I’ve seen my share of angry complaints about spam with forged sender addresses, but this is amazing: Aunty Spam’s Slam a Spammer Blog is reporting that Sunnyvale resident Charles Booher called up the “sender” of some spam and threatened him with torture and death.
Of course, (a) death threats are criminal, and (b) the callee was not the actual sender but a third party whose address had been forged. Booher is now facing criminal charges with up to five years of prison and a quarter-million dollars in fines.

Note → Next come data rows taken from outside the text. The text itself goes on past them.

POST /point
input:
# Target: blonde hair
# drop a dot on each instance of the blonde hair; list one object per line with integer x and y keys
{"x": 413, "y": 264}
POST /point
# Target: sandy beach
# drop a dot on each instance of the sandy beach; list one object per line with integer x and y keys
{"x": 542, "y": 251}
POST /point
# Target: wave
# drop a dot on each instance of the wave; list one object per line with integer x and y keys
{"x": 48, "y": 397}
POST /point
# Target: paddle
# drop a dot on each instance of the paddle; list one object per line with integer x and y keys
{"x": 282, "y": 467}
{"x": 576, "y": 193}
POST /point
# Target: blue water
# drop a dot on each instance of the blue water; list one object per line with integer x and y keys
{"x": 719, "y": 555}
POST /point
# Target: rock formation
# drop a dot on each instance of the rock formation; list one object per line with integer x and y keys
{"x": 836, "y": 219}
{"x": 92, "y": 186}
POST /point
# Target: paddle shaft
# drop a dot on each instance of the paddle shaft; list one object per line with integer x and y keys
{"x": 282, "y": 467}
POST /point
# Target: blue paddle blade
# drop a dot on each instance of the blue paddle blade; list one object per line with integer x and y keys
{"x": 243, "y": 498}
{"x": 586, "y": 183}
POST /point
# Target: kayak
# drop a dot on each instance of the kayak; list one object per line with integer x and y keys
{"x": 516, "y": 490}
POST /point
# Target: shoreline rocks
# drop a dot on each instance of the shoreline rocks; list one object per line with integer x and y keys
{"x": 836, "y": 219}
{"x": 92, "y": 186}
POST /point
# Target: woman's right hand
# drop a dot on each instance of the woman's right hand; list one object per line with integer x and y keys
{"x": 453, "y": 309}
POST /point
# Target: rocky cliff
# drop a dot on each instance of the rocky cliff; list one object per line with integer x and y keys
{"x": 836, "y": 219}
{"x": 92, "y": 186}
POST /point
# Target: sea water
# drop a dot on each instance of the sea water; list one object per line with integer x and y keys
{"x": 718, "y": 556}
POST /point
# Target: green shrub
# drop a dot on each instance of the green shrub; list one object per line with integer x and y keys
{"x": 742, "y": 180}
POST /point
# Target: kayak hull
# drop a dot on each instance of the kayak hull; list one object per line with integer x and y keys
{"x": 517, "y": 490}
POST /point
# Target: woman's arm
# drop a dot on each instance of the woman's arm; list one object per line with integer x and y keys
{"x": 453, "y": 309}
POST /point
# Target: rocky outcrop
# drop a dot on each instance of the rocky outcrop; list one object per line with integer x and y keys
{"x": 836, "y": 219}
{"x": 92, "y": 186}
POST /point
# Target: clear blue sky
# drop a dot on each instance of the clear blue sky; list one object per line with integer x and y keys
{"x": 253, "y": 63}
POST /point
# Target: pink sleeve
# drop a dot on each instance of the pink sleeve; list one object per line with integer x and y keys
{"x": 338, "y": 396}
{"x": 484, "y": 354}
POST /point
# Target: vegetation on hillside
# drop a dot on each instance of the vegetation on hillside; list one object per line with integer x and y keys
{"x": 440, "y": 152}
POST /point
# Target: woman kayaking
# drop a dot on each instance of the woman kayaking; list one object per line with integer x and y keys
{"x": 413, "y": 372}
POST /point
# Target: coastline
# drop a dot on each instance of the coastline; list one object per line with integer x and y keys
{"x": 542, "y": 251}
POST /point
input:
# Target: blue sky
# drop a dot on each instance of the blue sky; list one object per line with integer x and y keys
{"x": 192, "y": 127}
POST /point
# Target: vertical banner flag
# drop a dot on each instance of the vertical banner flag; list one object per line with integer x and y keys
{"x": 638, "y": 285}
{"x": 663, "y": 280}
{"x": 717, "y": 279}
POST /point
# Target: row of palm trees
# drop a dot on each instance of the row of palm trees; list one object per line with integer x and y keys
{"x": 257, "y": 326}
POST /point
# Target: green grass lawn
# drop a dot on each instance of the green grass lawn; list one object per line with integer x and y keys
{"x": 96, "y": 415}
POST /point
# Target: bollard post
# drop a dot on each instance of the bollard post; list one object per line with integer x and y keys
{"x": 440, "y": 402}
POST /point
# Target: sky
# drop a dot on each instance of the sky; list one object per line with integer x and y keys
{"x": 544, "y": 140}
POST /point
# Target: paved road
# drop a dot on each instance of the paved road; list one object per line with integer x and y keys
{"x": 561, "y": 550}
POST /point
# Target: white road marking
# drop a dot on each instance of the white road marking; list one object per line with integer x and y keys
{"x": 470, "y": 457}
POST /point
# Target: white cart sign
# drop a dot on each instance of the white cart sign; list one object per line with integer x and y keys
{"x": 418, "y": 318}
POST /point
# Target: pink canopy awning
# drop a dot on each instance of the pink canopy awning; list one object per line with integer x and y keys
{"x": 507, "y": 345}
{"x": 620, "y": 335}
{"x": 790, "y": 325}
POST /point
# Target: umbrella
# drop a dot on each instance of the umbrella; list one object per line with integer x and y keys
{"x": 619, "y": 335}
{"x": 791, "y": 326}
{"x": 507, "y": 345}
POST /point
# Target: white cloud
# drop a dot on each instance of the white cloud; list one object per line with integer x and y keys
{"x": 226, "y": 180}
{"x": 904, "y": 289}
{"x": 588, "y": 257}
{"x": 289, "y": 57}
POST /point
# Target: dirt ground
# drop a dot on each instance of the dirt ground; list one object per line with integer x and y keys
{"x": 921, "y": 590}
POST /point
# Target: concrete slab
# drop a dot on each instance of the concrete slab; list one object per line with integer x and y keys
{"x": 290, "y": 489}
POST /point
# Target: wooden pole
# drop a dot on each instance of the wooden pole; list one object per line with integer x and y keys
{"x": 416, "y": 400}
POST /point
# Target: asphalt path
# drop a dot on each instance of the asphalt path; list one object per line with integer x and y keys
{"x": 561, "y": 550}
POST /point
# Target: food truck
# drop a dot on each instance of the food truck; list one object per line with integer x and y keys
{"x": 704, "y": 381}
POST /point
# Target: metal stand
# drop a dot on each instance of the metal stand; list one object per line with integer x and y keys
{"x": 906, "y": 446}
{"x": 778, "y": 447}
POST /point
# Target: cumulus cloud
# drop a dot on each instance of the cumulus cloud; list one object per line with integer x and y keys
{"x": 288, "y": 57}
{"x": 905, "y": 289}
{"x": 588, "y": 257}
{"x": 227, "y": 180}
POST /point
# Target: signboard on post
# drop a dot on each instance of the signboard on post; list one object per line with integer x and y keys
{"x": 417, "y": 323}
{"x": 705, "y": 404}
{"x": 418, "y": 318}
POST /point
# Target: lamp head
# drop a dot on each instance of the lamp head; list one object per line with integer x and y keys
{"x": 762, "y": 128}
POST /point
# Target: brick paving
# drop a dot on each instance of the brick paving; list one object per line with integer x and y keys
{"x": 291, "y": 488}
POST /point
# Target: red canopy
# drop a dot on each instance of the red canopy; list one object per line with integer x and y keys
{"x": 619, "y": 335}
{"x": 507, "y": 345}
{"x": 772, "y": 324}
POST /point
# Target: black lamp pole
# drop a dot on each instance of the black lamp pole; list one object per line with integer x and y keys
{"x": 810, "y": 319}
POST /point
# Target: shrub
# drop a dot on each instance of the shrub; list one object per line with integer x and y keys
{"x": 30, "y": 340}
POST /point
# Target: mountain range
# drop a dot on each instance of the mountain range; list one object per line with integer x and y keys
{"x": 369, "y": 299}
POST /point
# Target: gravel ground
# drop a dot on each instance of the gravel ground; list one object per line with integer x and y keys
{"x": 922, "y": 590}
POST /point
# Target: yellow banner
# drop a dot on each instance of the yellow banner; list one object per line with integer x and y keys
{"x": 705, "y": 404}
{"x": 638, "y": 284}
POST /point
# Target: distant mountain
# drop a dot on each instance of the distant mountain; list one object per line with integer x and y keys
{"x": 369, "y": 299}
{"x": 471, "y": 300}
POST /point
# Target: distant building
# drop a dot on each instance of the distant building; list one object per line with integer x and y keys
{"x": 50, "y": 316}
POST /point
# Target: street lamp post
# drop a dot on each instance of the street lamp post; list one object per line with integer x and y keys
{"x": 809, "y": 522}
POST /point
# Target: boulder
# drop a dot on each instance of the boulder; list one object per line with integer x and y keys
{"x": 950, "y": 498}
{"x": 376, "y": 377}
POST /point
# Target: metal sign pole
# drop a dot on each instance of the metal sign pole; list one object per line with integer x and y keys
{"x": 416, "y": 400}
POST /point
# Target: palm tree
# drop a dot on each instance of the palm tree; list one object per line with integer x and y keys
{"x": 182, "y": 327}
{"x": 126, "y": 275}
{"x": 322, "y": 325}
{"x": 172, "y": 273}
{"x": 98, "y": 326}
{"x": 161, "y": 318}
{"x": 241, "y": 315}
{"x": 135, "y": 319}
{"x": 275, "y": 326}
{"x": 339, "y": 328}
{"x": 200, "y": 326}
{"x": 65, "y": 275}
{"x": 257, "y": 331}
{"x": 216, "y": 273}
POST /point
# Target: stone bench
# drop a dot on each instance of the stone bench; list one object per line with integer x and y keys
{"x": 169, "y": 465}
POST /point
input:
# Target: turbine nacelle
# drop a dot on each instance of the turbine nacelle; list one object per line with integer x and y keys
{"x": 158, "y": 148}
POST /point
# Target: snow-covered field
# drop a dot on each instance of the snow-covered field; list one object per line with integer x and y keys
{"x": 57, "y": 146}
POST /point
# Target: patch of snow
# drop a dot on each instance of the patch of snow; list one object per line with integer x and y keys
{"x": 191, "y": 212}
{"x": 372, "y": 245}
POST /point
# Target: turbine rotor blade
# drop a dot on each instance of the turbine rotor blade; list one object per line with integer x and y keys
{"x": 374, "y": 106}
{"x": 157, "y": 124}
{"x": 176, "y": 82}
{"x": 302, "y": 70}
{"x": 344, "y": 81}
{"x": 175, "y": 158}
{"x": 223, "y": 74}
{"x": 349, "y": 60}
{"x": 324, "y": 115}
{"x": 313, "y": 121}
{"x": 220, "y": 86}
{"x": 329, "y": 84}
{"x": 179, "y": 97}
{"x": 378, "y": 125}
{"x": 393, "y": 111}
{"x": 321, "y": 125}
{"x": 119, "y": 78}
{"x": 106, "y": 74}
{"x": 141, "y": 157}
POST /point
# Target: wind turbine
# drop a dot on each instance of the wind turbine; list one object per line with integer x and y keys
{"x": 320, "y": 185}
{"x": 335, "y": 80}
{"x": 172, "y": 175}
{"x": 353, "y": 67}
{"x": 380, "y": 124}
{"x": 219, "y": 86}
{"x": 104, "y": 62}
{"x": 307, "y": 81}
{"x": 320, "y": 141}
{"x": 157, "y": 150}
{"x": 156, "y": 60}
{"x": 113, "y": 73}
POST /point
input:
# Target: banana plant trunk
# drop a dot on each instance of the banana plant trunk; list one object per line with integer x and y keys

“Aunty Spam” didn’t provide any further information, but a quick Google search turned up articles suggesting this isn’t the entire story. Mercury News reports [archive.org] that the person Booher threatened, Douglas Mackay, worked at a call center that handled calls for, among other companies, the one that did send the spam. Metroactive reports on an even closer connection: it seems that the spamming corporation was registered to Mackay’s brother. A DOJ press release is (appropriately) matter-of-fact about the allegations. This all went down last November. In my brief search I haven’t found anything about the current status of the case.
Back on the subject of forgery, the SPF website has gotten a major facelift. SPF, or Sender Policy Framework, is a scheme that lets domain name owners identify which servers they use to send mail, so that receiving servers can pre-screen incoming mail for forgeries. Aside from cutting down on phishing attacks, at least with SPF there’s a better chance you’ll be complaining to the right person!